Parks and Recreation

As with other titans of the era, Harriman needed a colossal estate. He had begun buying land near Tuxedo in 1885, and by 1900 had acquired some 20,000 plus acres. In 1905, he decided that the top of a 1,300-foot ridge that overlooks the Ramapo River was just the place, and by the summer of 1909, the house, which he called Arden, was finished. Sadly, nearly so was he. On September 9, 1909, he died unexpectedly at Arden House. He is buried at the St. John’s Episcopal Church cemetery in Arden. At the time of his death, he controlled not only the Union Pacific, the Southern Pacific, and the Illinois Central, he also owned the Saint Joseph and Grand Island, the Central of Georgia, the Pacific Mail Steamship Company, and the Wells Fargo Express Company.

His fortune went to his wife and their children, notably W. Averell, who worked in his father’s railroad business until 1940, when he became the political force that we know about today.

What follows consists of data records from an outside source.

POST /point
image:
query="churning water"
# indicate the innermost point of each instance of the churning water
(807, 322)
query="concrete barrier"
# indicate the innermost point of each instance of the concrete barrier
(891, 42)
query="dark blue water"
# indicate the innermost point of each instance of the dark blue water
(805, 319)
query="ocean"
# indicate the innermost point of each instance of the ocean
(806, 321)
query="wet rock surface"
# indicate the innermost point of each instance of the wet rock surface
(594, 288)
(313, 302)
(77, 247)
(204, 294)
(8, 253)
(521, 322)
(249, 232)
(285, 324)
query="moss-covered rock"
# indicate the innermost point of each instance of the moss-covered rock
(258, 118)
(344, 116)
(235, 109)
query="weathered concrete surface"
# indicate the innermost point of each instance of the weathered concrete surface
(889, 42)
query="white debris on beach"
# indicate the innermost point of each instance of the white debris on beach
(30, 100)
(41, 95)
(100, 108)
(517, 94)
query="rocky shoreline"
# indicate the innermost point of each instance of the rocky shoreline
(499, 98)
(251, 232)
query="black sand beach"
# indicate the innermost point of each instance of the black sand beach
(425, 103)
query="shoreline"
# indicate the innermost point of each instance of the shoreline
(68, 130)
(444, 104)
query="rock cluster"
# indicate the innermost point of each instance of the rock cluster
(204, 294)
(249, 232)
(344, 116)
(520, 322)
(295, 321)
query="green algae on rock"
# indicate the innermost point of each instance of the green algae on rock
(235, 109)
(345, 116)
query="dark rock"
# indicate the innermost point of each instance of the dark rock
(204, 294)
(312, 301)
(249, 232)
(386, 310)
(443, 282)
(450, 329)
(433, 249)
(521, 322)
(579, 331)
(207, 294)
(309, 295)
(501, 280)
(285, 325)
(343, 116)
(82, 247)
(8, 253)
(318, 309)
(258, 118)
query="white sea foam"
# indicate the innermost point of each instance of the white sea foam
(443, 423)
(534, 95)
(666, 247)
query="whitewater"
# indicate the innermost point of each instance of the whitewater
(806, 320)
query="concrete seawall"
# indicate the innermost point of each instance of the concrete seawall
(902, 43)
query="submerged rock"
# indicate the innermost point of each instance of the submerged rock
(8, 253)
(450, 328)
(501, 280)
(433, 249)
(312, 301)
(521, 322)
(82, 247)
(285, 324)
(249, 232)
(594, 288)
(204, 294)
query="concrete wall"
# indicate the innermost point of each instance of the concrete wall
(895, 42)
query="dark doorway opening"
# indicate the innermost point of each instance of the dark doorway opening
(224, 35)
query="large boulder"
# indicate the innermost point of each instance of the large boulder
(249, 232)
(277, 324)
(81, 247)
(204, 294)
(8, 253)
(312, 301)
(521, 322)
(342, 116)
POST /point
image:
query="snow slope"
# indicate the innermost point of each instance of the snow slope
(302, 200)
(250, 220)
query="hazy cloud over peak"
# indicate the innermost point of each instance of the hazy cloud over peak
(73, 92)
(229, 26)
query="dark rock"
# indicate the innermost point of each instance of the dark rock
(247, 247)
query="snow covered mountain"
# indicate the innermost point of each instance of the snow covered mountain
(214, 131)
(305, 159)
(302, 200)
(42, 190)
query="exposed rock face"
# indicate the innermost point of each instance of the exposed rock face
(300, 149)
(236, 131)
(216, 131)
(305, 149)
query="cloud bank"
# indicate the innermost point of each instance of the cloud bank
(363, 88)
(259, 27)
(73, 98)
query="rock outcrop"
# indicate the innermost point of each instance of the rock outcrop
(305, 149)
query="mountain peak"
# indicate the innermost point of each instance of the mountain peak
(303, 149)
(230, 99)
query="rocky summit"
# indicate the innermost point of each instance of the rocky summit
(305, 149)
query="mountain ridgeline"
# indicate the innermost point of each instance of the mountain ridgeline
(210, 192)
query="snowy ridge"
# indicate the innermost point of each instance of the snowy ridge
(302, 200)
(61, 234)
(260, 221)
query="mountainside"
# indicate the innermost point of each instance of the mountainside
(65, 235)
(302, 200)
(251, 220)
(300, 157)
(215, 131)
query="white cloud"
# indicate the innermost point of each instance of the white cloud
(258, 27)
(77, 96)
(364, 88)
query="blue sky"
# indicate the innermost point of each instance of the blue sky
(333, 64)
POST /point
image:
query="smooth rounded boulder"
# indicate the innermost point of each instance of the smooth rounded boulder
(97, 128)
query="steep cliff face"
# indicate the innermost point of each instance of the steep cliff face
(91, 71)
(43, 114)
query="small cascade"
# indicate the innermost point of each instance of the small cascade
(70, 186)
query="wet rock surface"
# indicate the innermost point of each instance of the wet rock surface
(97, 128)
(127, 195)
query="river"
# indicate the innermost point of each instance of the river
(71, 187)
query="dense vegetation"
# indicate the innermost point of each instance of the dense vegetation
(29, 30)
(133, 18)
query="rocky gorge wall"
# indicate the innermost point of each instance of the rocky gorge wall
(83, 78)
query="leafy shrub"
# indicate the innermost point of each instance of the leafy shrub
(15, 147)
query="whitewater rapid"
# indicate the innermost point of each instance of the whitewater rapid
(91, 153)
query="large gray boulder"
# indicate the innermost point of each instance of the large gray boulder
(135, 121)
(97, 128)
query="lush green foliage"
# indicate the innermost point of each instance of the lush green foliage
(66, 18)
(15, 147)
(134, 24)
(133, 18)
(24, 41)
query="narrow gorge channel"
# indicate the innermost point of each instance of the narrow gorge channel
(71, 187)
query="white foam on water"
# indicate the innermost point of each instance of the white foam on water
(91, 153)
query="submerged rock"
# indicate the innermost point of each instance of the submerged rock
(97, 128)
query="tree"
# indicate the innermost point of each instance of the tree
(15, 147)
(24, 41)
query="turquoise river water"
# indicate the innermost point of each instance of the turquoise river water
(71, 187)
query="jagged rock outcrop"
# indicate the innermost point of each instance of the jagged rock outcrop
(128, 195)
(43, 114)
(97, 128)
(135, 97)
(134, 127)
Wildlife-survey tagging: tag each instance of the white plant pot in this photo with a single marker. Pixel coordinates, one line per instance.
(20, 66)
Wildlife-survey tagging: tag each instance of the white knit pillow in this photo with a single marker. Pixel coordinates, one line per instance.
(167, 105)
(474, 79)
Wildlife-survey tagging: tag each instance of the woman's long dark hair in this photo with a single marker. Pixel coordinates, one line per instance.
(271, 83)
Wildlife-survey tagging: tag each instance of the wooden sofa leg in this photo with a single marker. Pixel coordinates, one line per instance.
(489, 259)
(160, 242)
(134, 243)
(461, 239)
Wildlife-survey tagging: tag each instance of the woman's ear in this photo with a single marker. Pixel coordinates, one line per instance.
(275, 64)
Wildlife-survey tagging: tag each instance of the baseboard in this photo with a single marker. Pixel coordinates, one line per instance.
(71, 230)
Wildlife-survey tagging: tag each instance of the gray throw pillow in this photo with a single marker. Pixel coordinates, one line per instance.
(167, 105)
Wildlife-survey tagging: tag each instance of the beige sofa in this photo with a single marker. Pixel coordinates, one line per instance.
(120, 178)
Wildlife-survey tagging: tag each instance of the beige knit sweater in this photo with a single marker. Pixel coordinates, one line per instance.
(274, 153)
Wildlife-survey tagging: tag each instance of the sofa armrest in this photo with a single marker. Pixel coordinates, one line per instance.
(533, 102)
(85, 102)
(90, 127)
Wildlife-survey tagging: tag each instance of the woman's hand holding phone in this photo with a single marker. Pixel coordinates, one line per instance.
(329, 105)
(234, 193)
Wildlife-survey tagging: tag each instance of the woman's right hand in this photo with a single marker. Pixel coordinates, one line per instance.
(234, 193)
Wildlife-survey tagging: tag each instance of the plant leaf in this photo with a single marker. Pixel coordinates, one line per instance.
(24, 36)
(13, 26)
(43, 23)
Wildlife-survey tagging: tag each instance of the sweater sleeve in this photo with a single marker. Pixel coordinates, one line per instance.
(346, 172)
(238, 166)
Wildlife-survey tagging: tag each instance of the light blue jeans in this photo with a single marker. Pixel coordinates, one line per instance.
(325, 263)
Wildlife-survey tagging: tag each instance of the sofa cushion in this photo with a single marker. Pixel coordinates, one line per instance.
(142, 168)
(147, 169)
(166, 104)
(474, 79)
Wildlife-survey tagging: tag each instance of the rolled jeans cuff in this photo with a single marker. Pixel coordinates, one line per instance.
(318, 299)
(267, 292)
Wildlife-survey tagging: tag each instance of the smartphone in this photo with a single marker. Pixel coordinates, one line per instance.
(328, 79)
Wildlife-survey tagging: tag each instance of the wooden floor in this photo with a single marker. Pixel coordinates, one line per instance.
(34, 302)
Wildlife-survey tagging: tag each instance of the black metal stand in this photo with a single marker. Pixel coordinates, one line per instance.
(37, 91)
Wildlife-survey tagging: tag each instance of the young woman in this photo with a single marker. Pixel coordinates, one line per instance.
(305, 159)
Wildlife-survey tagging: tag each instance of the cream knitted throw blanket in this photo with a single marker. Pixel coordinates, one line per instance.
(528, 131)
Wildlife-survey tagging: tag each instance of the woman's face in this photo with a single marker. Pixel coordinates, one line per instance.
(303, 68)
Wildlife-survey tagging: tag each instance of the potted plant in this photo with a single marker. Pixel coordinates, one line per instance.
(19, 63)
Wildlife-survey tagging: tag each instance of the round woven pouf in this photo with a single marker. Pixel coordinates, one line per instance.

The family legacy has never diminished from the area. “Once E.H. moved to the Hudson Valley, he became a leading benefactor of the era,” Klein says. When the State wanted to build Sing Sing prison on his stretch of the river, he “persuaded” them not to by building a park instead. His family also gave to many local charities, especially those helping underprivileged children, for whom he had a soft spot in his heart. And in 1910, his widow donated 10,000 acres to the state of New York for Harriman State Park.

“The Hudson Valley owes a lot to him and his family,” Klein says.